あたしは警察署の両親が横たわっている小さな部屋にいる。


もちろん夢の中。



「……ママっ!!パパっ!!起きてよぉ〜っ!!」


数人の親戚(おじさんもいる)がいるなか、一人泣き叫んでいる女の子がいる。



その女の子はあたし。


「こらっ!優ちゃん静かにして!」



怒った人は…


ママのお姉さん。


詩夕(シユ)さん


「だってっ…パパと…ママがぁ〜…」


「……も…うっ…優砂さんと海は戻らないのよっ…」


「…うぅ〜…パパ…ママ…」




優砂(ユウシ)があたしのパパ。


海(ウミ)があたしのママ。



―キィ…―



いきなりあいた扉から出てきたのは二人の警官。




――――――――にしても。




無駄にリアルだなこの夢。





「…申し訳ないんですが。
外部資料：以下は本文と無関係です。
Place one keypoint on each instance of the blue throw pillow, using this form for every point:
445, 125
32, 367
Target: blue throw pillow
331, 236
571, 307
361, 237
一之瀬優砂様と海様のご遺体を引き取って頂ける方はいらっしゃいますでしょうか?」




その言葉を聞いて、皆いきなり顔を渋めた。




「はい。私が引き取ります」


そう言ったのはおじさん。



「……ありがとうございます。では…お子さんは誰が…?」



「それは私が引き取りますわ」



そう言ったのは、



あたしが奴らぐらいに憎んでいる


莱子(ライコ)おばさん。




あたしに虐待をして、


自分の息子にあたしを犯すように命じた最低最悪の人間。




莱子おばさんの旦那にも犯されたし。




しかも毎日。




それが嫌だったから、あたしは家に帰らずに、




喧嘩に明け暮れた。




ストレス発散出来るし。




で、気付いたら氷姫って言う通り名がついてた。